Cystinuria was originally classified according to urinary excretion of cystine and dibasic amino acids in obligate carriers. In this classification, parents of affected children were assessed as having either normal (type I), moderate (type III), or significant (type II) increases in cystine excretion.
A newer classification is based on genotype: Type A patients have homozygous mutations in the gene SLC3A1 and type B patients have homozygous mutations in SLC7A9. These genes encode proteins that together form a heterodimer responsible for cystine and dibasic amino acid transport in the proximal tubule. Cystinuria should not be confused with cystinosis (see Fanconi Syndrome : Hereditary Fanconi syndrome).
Pathophysiology
The primary defect results in diminished renal proximal tubular reabsorption of cystine and increased urinary cystine concentration. Cystine is poorly soluble in acidic urine, so when its urinary concentration exceeds its solubility, crystals precipitate and cystine kidney stones form. Males are generally affected more than females.

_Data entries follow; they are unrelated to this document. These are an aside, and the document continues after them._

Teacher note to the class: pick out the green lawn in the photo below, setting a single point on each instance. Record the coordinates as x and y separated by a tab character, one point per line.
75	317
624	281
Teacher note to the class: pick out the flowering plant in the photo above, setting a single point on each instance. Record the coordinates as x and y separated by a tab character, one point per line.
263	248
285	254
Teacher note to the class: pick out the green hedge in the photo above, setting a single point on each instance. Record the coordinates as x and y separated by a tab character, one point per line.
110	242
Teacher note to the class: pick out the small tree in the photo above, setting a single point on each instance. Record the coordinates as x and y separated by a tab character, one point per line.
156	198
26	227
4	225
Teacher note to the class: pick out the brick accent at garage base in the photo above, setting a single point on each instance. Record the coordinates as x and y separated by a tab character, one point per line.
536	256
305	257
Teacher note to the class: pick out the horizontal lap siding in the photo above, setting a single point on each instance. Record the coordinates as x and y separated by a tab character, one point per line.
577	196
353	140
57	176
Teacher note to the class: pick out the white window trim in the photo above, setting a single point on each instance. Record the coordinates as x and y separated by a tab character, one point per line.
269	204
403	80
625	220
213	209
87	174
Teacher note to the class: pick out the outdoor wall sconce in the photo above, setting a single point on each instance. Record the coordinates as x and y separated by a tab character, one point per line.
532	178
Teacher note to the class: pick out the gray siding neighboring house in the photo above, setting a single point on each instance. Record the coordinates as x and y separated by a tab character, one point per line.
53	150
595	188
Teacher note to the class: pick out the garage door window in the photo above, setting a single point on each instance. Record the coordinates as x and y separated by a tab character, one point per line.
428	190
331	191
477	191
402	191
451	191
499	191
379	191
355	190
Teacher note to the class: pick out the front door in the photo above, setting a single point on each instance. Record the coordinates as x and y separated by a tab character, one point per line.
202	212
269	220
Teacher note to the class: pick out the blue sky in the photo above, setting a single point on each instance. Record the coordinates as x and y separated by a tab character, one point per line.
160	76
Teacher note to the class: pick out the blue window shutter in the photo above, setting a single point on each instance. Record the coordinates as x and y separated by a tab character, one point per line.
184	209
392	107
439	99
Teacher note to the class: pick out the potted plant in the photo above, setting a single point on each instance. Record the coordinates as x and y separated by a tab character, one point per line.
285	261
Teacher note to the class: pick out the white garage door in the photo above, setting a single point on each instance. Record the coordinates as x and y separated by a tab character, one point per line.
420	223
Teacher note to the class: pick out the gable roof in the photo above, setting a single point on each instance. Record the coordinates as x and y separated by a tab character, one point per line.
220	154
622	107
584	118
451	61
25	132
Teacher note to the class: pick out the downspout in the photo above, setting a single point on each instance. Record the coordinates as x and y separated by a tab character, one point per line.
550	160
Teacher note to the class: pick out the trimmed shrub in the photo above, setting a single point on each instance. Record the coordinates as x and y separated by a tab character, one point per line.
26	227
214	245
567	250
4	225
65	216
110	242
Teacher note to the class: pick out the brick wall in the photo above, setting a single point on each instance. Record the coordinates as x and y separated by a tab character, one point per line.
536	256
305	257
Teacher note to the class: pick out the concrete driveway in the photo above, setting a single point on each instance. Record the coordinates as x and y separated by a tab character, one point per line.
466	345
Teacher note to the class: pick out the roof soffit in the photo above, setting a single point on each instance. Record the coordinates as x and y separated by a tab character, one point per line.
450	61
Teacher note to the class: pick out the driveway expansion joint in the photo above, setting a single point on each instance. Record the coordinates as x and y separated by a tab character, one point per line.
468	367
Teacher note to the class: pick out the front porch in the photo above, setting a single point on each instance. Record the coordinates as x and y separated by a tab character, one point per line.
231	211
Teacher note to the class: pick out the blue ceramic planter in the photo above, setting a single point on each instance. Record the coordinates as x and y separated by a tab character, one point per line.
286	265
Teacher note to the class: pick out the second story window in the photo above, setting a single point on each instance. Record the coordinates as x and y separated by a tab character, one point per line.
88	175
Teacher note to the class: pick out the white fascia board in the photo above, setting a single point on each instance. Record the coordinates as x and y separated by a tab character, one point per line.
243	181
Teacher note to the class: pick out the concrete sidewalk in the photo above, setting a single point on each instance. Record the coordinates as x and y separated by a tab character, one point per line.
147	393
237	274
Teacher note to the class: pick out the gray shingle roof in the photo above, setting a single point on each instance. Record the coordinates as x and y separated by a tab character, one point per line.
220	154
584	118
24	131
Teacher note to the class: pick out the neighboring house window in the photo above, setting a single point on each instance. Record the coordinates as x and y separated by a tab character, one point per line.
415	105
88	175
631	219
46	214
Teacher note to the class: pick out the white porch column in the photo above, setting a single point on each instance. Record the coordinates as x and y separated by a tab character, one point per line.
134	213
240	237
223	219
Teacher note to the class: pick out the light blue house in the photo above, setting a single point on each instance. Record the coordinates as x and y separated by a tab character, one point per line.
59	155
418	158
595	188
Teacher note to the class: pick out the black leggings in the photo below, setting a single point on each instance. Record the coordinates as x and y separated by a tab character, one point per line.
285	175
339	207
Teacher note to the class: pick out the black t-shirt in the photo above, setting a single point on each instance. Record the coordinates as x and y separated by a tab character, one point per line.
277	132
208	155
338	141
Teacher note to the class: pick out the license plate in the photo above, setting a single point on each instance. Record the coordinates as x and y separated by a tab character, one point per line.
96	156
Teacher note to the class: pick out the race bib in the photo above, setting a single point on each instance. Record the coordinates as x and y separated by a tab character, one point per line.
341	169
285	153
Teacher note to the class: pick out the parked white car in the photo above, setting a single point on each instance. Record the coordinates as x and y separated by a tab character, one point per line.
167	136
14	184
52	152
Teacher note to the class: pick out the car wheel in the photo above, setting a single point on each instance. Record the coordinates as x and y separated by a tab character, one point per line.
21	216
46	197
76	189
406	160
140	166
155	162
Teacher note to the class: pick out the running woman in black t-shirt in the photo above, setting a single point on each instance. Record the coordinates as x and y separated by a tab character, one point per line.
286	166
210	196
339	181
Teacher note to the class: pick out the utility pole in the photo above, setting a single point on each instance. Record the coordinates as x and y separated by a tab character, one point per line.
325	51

Resorption of other dibasic amino acids (lysine, ornithine, arginine) is also impaired but causes no problems because these amino acids have an alternative transport system separate from that shared with cystine. Furthermore, they are more soluble than cystine in urine, and their increased excretion does not result in crystal or stone formation. Their absorption (and that of cystine) is also decreased in the small bowel.
Symptoms and Signs
Symptoms of cystinuria, most commonly renal colic, may occur in infants but usually appear between ages 10 and 30. Urinary tract infection and chronic kidney disease due to urinary tract obstruction may develop.
Diagnosis
Radiopaque cystine stones form in the renal pelvis or bladder. Staghorn stones are common.
Cystine may appear in the urine as yellow-brown hexagonal crystals, which are diagnostic. Excessive cystine in the urine may be detected with the nitroprusside cyanide test. Quantitative cystine excretion is typically > 400 mg/day in cystinuria (normal is < 30 mg/day).
Treatment
End-stage renal disease may develop. Decreasing urinary cystine concentration below about 250 to 300 mg/L (1 to 1.25 mmol/L) decreases renal toxicity and can allow clearance of cystine in solution. This is accomplished by increasing urine volume with fluid intake sufficient to provide a urine flow rate of 1.5 to 2 L/m2/day, which could require fluid intake as high as 2 to 4 L/day (1). Hydration is particularly important at night when urinary pH drops. Alkalinization of the urine to pH > 7.0 with potassium citrate or potassium bicarbonate 1 mEq/kg orally 3 to 4 times a day and in some cases acetazolamide 5 mg/kg (up to 250 mg) orally at bedtime increases the solubility of cystine significantly. Mild restrictions of dietary sodium (100 mEq/day) and protein (0.8 to 1.0 g/kg/day) may help reduce cystine excretion.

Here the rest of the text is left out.